Diamond writes popular anthropology, but he isn't an anthropologist. (Not even in the strained, well-maybe-twenty-years-ago that somebody like Niall Ferguson is described as an historian; Diamond's background is in physiology.)

Hmm and so he is. My mistake then.

Regardless he justified his arguments on this topic to their logical conclusions. I believe they have merit in application to SE Asia where similar agrarian peoples encountered non-agrarian peoples.
 
1) Back in 2009, I went on an archaeological dig in Kentucky at a Fort Ancient (branch of the Mississippian culture) site. Of the staff anthropologist there were two Fort Ancient Specialists, four Mississippian specialists, and a Mesoamerican specialists (I think she was a late Maya person but I don't rightly remember.) Anyway of these seven professional anthropologists from three different institutions, ALL of them made fun of Diamond and his conclusions, particularly his belief that technology and information travel better east-west than north-south.

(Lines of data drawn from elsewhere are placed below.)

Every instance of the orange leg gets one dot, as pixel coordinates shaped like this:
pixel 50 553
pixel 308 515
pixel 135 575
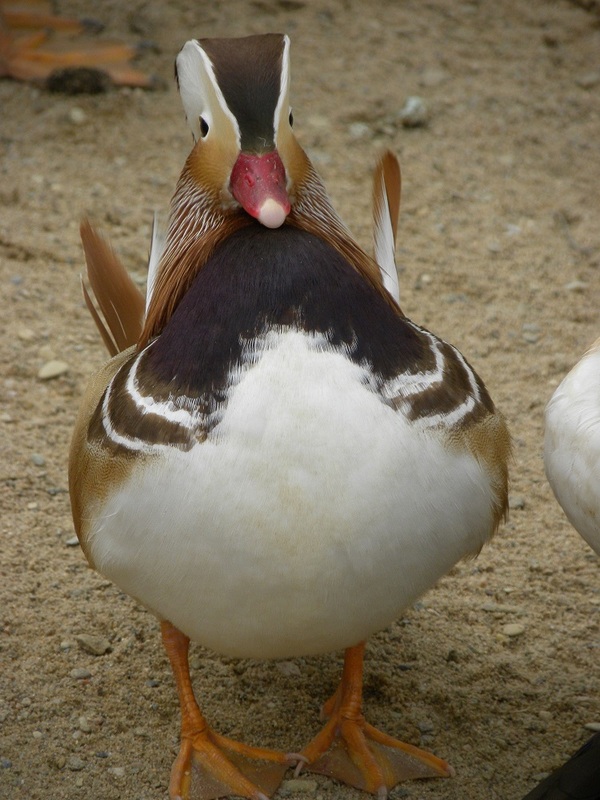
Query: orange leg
pixel 203 770
pixel 351 750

Anthropology has this fascination with studying one people set and juxtaposing their development on "similar peoples", there is a reason that most true archaeologist and historians avoid doing this and that is because its like making a ship out of cardboard.

2) Its a good thing to remember in a debate that if your primary debater rejects a particular person/source, no matter how rational or silly their reason might be, you should avoid using them because your arguments will fall on deaf ears. For instance, Dachs usually refraines from quoting James McPherson to me in our Civil War debates because of my rather intense dislike of him and his work, despite the fact that he is actually a well established author in the field.
 
1) Back in 2009, I went on an archaeological dig in Kentucky at a Fort Ancient (branch of the Mississippian culture) site. Of the staff anthropologist there were two Fort Ancient Specialists, four Mississippian specialists, and a Mesoamerican specialists (I think she was a late Maya person but I don't rightly remember.) Anyway of these seven professional anthropologists from three different institutions, ALL of them made fun of Diamond and his conclusions, particularly his belief that technology and information travel better east-west than north-south.

I thought that that was common knowledge.
 
But it does or it doesn't? Cause now I'm confused.
 
But it does or it doesn't? Cause now I'm confused.

It obviously does. I mean, is there even an argument against it?
 
I don't see why it is obvious. Care to explain?
 
I don't see why it is obvious. Care to explain?

Climate affects biology.
Plants and animals, as well as temperatures, affect culture and human tolerances.
Climates differ more along N/S axises than E/W axises.
Therefore, technology, social systems, and crops should diffuse more slowly N/S than E/W.

Empirical evidence supports this heavily. Look at every large pre-colonial empire in history and tell me which axis they all go along.